The Window picks up the weak mobile signal from outside, either using it's own built in antenna, or from an external antenna connected to the unit by a cable.
The Window unit then sends this to the Coverage unit located further away and indoors. Normally the connection between the two units is by built in 5GHz WiFi, but there is an option to connect the units by cable.
Once the Coverage Unit receives the signal from the Window Unit it re-transmits this as a strong mobile signal - getting you from 1 bar (or even less at times) to 5 bars!
A mentioned the Cel-Fi Pro can work in two ways, using ir's own internal antennas, or being fed a signal from an external antenna.
The internal antennas of the Window unit are a high tech "Fractal" antenna and are really good at pulling in a weak signal. So if you have a spot in the building that get's "some" signal, simply locate the Window unit of the Cel-Fi Pro there.

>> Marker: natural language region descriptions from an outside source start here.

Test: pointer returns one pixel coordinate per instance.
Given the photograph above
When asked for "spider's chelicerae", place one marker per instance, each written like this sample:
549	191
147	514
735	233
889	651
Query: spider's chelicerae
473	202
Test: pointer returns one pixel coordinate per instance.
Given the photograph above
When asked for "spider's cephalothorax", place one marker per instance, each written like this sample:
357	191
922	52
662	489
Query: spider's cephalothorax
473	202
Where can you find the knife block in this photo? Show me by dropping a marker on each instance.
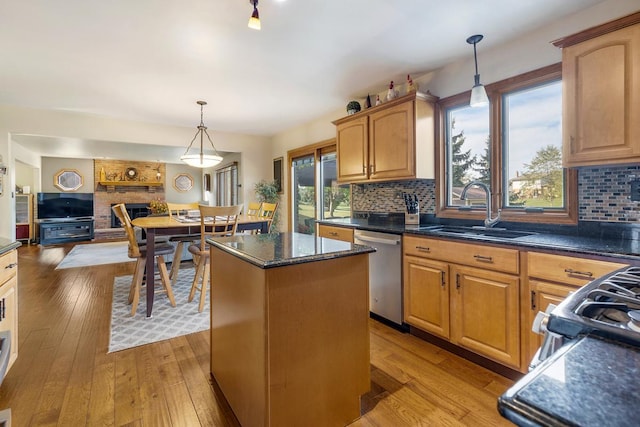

The best place for the coverage unit is as far away as possible, whilst still maintaining a good link to the Window unit. This is easy to figure out as the display on either unit will tell you how good this link is.
It's amasing how often we find people convinced they will need an external antenna only to find the built in antennas are good enough to get a boost up to 5 bars.
Of course if there's no spot in the building with enough strength simply place the Window unit where you can bring a cable indoors from outside and connect up!
If using an external antenna there are 3 "options".
Where the reception is pretty good up on, say the roof, use an Omni (picks up all around) antenna. But if the signal is weak use a directional antenna like the LPDA to really focus in on the mobile signal available. In really weak signals a "Yagi" directional antenna may give better results.
To get the best "Boost" it is important that there is as much separation as possible between the antenna picking up the signal (The Window unit, Omni, LPDA or Yagi antenna) and the coverage unit. The coverage unit will push out the best signal when the Window Unit doesn't pick this up along with the external signal.
But as mentioned, most people are pleasantly surprised to find they don't need an external antenna in buildings with slight/marginal reception in one or two spots, and then find a convenient location for the coverage unit.
In some respects it's easier to place the coverage unit where an external antenna is used, so whilst needing an antenna and cabling the end result is often more flexible.
1 bar to 5 bars in 5 minutes - it really does happen!